The bench finally dismissed the petition around 5 am and Yakub Menon was hanged les than an hour and a half later at Nagpur this closing a sad chapter in the history of the country.

While the eleventh hour opportunity given by the Supreme Court is seen as an example of the judiciary in the country opening its doors even for a last minute plea, the decisive stand taken by the Narendra Modi government on the rejection of Yakub Memon’s mercy petition has sent out a clear message that the government would come down with a heavy hand in dealing with terrorists.

What may have pushed the government to act swiftly is the absolute lack of repentance expressed by Yakub and his family members for the Mumbai terror attacked which snuffed out so many innocent lives and maimed hundreds of others who continue to suffer since then.

Although the date of hanging, which  coincided with Yakub’s birthday, may not be preplanned but the timing of the hanging just a couple of days after the terror attack near Gurdaspur and a couple of weeks before the Independence Day has sent out a strong message that the Modi government meant business.

The hanging has, however, kicked up a controversy whether his hanging was justified particularly in view of reports that he had himself turned himself over to the authorities and that there was some kind of “deal” that was agreed upon before he came to India. His lawyers claimed there was an understanding while a former RAW officer too wrote that it was a surrender with conditions that he would not be awarded the capital punishment.

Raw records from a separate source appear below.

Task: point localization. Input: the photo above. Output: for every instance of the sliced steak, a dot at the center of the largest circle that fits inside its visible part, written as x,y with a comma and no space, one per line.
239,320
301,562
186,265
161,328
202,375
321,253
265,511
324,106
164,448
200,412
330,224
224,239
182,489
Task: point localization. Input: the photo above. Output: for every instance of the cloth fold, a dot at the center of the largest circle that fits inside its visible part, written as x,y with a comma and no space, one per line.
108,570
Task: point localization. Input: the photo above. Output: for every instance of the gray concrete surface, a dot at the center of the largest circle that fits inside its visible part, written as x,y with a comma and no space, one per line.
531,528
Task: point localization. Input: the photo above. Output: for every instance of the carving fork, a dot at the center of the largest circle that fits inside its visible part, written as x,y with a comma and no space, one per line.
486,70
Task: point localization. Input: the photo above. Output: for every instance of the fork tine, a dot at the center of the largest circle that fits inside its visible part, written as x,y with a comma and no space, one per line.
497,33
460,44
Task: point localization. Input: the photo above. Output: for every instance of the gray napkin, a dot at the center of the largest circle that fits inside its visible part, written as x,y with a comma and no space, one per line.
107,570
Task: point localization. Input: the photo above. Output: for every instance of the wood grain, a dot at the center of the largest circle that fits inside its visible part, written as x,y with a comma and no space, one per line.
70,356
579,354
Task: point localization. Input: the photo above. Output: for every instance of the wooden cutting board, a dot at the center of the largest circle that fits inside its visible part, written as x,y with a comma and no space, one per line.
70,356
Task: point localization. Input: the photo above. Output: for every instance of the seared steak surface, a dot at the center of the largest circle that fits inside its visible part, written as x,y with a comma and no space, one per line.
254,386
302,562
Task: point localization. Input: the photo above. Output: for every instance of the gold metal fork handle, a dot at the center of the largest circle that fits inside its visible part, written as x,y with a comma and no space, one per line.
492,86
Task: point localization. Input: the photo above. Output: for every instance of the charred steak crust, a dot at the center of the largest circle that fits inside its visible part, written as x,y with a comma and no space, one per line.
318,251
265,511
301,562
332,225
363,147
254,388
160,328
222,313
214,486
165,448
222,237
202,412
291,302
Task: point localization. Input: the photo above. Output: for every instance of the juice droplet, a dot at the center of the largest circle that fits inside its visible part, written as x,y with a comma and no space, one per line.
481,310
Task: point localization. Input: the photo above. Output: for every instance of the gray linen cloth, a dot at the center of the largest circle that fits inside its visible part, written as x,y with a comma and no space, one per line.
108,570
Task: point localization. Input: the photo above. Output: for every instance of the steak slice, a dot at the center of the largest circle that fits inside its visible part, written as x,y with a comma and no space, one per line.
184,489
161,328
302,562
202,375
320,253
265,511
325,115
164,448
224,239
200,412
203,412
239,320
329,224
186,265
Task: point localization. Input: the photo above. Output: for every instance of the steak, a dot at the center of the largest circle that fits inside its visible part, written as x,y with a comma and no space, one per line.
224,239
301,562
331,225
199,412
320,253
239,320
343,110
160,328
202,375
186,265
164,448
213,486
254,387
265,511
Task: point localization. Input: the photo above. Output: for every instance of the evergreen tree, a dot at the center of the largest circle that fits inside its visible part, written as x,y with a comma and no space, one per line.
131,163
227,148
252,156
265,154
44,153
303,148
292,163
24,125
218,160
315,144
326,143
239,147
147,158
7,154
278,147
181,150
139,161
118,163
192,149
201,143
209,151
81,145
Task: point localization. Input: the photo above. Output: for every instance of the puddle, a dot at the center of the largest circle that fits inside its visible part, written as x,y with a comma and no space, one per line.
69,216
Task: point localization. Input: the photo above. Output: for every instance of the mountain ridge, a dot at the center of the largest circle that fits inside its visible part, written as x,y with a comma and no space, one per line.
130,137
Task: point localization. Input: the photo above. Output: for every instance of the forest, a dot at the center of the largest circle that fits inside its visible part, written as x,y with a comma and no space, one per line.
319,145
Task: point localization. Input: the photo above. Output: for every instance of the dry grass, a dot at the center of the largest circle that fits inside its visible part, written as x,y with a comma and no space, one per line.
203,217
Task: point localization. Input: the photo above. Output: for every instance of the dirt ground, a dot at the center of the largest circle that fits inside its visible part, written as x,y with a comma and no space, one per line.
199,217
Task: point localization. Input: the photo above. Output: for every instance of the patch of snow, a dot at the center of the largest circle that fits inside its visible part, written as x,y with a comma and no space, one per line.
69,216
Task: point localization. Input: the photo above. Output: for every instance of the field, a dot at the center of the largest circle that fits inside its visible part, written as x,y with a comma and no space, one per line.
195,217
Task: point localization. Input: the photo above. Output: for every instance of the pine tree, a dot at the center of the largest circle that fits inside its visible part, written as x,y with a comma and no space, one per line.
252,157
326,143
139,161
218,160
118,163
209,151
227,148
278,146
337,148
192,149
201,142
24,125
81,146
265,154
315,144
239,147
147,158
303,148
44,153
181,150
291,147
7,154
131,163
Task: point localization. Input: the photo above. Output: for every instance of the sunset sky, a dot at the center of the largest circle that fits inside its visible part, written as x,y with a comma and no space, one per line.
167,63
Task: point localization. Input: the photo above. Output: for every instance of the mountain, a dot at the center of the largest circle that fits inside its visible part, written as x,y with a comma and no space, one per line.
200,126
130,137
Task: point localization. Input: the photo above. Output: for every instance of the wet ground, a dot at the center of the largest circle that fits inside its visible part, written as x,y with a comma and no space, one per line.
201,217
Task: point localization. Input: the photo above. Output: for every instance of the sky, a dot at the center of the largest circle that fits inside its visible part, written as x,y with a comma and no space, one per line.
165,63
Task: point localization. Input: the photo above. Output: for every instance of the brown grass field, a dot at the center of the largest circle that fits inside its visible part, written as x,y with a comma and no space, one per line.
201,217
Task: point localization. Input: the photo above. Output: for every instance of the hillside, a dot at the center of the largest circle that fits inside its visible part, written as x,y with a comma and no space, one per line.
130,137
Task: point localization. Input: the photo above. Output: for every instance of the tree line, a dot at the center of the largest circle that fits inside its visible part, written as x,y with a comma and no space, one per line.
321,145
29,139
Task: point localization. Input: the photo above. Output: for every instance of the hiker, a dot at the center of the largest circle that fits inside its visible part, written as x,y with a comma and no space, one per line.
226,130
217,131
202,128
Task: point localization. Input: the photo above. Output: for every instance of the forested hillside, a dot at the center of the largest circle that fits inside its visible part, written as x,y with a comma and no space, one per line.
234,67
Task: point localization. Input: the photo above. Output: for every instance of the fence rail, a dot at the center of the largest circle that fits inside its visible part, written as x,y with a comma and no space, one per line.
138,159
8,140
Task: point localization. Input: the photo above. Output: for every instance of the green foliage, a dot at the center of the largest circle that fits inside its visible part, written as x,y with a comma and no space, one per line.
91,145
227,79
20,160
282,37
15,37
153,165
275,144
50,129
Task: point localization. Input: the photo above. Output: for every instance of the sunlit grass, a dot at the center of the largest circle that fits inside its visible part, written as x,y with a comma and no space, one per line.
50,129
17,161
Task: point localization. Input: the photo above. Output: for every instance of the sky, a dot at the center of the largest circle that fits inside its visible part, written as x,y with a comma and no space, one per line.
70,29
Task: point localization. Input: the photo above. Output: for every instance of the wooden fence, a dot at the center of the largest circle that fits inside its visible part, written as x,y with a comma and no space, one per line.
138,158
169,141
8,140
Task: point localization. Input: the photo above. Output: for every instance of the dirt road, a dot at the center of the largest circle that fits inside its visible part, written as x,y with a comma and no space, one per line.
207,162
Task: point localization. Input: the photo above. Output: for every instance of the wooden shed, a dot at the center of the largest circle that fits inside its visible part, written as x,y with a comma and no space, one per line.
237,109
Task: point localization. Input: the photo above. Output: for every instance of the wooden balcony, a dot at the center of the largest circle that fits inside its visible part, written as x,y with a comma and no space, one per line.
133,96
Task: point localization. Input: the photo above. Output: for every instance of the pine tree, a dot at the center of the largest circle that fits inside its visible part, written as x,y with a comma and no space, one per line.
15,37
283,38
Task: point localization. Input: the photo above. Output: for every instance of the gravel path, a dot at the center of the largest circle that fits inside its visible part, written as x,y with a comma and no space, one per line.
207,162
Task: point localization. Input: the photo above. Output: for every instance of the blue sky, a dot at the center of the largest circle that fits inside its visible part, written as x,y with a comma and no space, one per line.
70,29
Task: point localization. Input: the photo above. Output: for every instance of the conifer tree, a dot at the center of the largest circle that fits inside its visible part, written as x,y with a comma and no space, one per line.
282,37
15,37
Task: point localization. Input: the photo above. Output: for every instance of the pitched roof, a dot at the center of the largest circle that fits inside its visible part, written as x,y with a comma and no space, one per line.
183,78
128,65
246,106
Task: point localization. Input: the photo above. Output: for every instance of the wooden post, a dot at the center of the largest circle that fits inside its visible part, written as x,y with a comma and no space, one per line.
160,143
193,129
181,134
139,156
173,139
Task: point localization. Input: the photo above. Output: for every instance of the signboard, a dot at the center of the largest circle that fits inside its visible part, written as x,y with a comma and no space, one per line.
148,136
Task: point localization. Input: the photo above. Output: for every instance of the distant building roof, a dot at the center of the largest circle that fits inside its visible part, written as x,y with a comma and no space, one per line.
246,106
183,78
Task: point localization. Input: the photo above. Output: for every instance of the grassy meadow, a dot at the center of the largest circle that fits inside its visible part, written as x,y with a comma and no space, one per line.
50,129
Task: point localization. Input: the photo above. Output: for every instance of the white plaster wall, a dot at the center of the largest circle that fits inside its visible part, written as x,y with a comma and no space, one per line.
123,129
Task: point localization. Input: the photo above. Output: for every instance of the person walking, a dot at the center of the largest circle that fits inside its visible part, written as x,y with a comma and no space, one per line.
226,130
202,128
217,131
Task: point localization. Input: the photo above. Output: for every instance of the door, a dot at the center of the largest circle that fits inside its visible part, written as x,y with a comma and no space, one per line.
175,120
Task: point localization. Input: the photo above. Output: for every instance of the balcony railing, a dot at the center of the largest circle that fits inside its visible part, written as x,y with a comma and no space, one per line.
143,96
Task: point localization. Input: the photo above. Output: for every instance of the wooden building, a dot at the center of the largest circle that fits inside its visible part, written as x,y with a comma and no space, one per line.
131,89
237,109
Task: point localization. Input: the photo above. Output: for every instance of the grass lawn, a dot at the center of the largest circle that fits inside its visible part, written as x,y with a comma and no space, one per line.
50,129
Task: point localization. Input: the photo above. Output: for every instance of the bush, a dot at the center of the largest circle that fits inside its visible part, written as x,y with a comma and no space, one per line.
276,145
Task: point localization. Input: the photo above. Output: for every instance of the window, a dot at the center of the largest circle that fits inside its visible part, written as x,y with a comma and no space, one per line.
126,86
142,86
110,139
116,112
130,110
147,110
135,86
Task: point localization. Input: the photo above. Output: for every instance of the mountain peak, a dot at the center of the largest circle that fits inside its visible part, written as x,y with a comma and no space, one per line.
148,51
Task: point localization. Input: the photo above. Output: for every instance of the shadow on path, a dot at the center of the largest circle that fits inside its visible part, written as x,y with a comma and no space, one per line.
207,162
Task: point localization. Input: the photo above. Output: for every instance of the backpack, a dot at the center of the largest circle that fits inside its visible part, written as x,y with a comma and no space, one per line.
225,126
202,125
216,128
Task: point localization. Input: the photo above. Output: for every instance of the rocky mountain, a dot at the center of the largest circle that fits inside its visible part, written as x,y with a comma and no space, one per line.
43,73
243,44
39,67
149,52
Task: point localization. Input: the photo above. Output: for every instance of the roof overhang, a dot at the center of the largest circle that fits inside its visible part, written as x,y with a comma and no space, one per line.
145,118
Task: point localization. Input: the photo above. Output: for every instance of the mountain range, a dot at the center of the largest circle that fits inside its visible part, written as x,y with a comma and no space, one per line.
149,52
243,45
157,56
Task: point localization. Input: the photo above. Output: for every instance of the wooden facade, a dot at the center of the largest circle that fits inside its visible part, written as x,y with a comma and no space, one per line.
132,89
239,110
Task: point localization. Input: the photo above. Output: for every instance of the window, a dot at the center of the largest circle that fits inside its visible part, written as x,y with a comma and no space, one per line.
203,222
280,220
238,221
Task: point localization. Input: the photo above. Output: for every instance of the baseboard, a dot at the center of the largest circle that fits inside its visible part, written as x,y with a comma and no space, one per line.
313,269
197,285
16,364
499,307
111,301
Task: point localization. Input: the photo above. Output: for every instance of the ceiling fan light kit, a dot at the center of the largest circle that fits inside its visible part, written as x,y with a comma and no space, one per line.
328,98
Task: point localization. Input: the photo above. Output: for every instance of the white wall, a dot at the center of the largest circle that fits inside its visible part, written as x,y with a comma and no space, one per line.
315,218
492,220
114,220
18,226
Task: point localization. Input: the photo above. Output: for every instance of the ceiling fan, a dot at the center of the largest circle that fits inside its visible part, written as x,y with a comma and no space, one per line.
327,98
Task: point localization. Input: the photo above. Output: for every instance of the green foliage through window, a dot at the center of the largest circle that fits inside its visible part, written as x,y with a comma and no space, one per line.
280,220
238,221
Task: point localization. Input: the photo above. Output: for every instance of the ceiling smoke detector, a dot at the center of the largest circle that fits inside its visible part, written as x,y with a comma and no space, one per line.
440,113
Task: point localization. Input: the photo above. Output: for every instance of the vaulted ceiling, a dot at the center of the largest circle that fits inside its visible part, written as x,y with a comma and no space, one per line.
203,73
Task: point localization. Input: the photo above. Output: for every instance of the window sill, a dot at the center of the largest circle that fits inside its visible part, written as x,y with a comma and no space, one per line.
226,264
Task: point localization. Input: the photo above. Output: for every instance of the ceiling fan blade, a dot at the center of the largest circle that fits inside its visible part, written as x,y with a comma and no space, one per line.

The government and several other officers who had dealt with his case have denied there was a deal. They said he was detained when he was about to board a flight back to Dubai after consulting his lawyers. They say there can be no understanding with terrorists and their supporters. The fact that he was himself not directly involved with the bombings has also been rubbished by the government on the ground that he was aware of the conspiracy and had actively helped the perpetrators of the crime.

Another debate that is raging in the light of Yakub’s hanging is whether the death penalty should be abolished as it leaves no remedy if any new evidence surfaces. Most commentators, however, say that this was not the right time to discuss the issue.

Incidentally the courts in India have awarde death penalty in over 1000 cases since the independence but very few have  been sent to the gallows. Among the prominent who were hanged were the assassin of Mahatma Gandhi, the killers of Indira Gandhi and two rapists and killers Billa and Ranga.

Those pleading for mercy for Yakub had also pointed out that though the incidents relating to the assassination of Rajiv Gandhi and the Sikh massacre had taken place much earlier, no accused has been hanged for the crimes. They also pointed out that all the three hanged in the last decade – Yakub, Afzal Guru and Afzal Kasab -belonged to a particular community.

But there is a counter argument too – only five per cent of those awarded the death sentence since the Independence belonged to that community.